Tradisi Punggahan dilakukan secara bersamaan dengan acara buka puasa bersama dan kirim doa kepada keluarga yang telah meninggal. Masih sama dengan Punggahan pada umumnya, acara dimulai dengan pembacaan doa, dan tahlil yang dipimpin oleh orang tua setempat serta pembacaan Yasin yang dipimpin oleh ustaz. Pembacaan doa digelar sebelum Iftar (buka puasa). Setelah pembacaan doa selesai, barulah suara beduk dari musala terdengar, langsung saja saya dan keluarga mengeluarkan hidangan (takjil) untuk berbuka puasa. Jika ada yang ingin makan makanan berat, maka makanan sudah disiapkan di dapur. Makanan dihidangkan secara prasmanan. Selain makan jalan para tamu dan ustaz juga dibawakan bontot untuk dibawa pulang, bontot tersebut berisikan nasi urap.

Tradisi seperti ini dapat dijadikan momentum bagi seluruh masyarakat untuk mempererat kesatuan dan persatuan antarsesama. Dengan adanya kebiasaan ini, membuat masyarakat berkumpul, saling menyapa, dan saling bersilaturahmi. Selain itu, tradisi ini juga mempererat kerukunan warga dalam bermasyarakat.

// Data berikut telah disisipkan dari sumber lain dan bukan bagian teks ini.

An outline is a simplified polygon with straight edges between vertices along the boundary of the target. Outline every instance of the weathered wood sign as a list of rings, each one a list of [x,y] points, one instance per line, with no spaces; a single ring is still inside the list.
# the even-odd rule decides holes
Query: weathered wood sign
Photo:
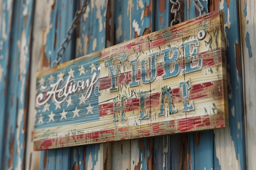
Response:
[[[214,12],[38,73],[34,149],[227,126],[222,20]]]

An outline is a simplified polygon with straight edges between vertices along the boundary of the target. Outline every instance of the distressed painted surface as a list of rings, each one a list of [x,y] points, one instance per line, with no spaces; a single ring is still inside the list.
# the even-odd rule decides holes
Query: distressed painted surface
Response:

Semoga tradisi seperti ini masih terus melekat dalam diri kita, jadikan adat dan budaya daerah menjadi sebagian dari jiwa. Juga mengenalkan adat dan budaya daerah ke ranah internasional. Mempromosikan kebudayaan bukanlah hal yang mustahil dilakukan. Apalagi dengan adanya bantuan teknologi digital seperti saat ini . Di era globalisasi seperti sekarang, budaya asing bisa saja masuk ke tengah-tengah masyarakat dengan sangat mudah,maka dari itu marilah kita untuk tetap mempertahankan budaya kita sendiri sebagai identitas diri.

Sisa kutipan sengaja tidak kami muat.